At 10:18 25-2-97 -0500, you wrote:
>I find these comments very helpful.  Let me try to restate parts of
>the argument in my own words.  First of all, what F means by "emergence 
>of sexuality" is its emergence as a central problematic in the discourse
>of our culture.  In "the Christian world of fallen bodies and of sin",
>the sexual experience -- perceived in terms of "desire, rapture, penetration, 
>ecstasy, the outpouring that leaves us all spent" -- did not form a separate
>problematic, but emerged into language as part of the discourse of mysticism,
>where it was used to articulate experiences leading, "without interruption
>or limit, right to the heart of a divine love".  Thus, to something beyond
>itself, and beyond ourselves.  The emergence of a separate discourse of 
>sexuality, as a cultural "event", is coextensive with the emergence of
>sexuality, and also philosophy, as something that "points to nothing beyond 
>itself".  Dialectics, both as a method and as a postulated principle of
>our universe, is based on the perception that each thing has something
>beyond itself with which it enters into dialectical relationships, and
>that through these relationships something new is produced, something 
>beyond both of them.  In particular, dialectics' underlying view of man
>is as worker -- in that it fundamentally regards man as shaped through 
>a process of struggle with his environment (in the widest sense).  
>The emergence of sexuality, in signalling the end of a perception
>of sexual ecstasy as a form of uninterrupted communication that leads
>"right to the heart of divine love", also signals the end of a perception
>of language as being capable of communication which leads right to the 
>heart of truth, or even to anything outside itself.  In this sense it
>marks "the transformation of a philosophy of man as worker to a philosophy
>based on a being who speaks".
>
>Do you think this is a somewhat faithful recapitulation?
>
>
>-m 
>
>
Your recapitulation is very helpful.  If I understand you correctly,
transgressive experience as witnessed in sexuality/mysticism works on a
principle of expenditure, a kind of sacrifice toward something beyond only
to be replaced with a "nothing beyond" once sexuality develops an
independent discourse (hence also to a communication that leads to nothing,
and a human as a being who speaks).  Dialectics on the other hand operates
on a principle of accumulation, whereby something is brought into
relationship with something other to produce a new thing and so on.  Please
excuse me if this has been awkwardly expressed.

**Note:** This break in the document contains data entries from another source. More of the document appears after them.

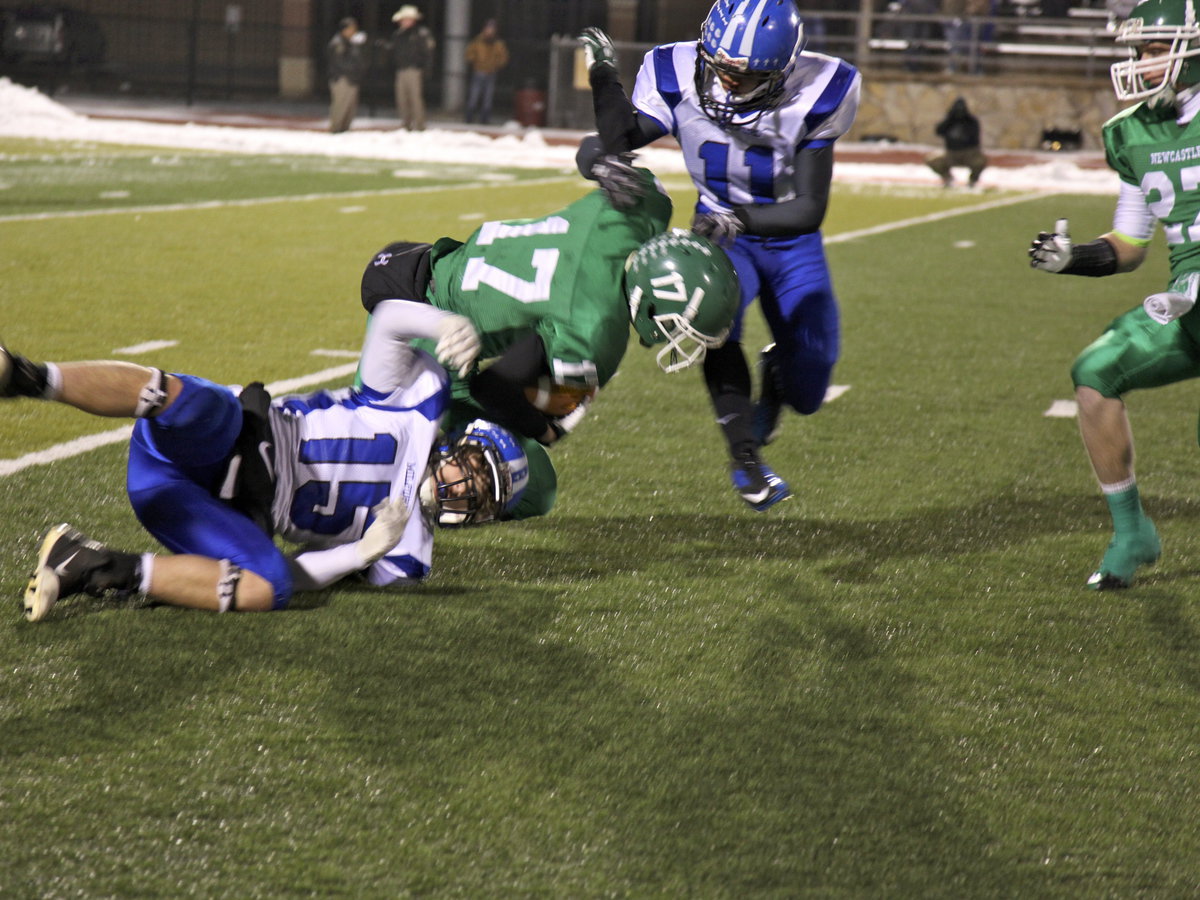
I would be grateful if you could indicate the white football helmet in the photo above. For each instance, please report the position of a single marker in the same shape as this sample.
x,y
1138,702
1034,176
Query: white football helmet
x,y
1168,22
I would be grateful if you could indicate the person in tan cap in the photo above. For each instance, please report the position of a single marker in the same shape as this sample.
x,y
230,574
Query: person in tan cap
x,y
411,52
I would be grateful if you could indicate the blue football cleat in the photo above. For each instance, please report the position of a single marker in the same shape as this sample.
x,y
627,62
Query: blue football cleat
x,y
756,483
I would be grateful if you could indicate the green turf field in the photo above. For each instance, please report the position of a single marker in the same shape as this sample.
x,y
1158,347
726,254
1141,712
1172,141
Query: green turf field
x,y
892,685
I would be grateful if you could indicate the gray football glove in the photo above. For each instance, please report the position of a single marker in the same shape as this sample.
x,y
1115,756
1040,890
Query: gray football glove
x,y
564,425
618,179
720,227
598,48
1051,252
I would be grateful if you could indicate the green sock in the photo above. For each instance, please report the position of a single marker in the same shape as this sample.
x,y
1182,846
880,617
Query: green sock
x,y
1126,509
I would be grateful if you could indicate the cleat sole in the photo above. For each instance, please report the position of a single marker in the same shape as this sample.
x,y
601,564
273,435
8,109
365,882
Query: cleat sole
x,y
45,586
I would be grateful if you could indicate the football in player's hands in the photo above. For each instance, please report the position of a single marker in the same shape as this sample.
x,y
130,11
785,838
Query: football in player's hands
x,y
556,400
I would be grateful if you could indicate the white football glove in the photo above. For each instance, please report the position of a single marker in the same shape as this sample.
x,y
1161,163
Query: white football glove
x,y
1051,252
618,179
457,343
719,226
384,533
1177,300
598,48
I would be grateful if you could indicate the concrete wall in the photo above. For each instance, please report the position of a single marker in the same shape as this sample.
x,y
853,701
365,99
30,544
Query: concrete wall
x,y
1012,114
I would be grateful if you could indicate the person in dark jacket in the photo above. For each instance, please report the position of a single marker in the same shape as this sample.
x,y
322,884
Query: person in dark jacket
x,y
347,61
960,133
411,52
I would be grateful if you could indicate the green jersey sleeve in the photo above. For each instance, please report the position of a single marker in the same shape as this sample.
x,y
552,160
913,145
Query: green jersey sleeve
x,y
1162,159
559,276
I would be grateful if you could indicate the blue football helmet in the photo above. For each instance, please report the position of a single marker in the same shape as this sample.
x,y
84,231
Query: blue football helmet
x,y
489,473
747,51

Do you think there is a relationship between transgressive experience, as
expenditure, either as part of a wider mystical tradition or a later
nihilistic(?) one, to negative theology and a refusal to conceptualize the
absolute?

Also, what relationship holds between these two different processes (for
want of a better word), the transgressive and the dialectical: is it
complementary, dialectical, undecideable, a non-relation, or what?

I am still curious about the distinction you made regarding "finding" and
"capturing" in the transgressive mode vs the dialectical.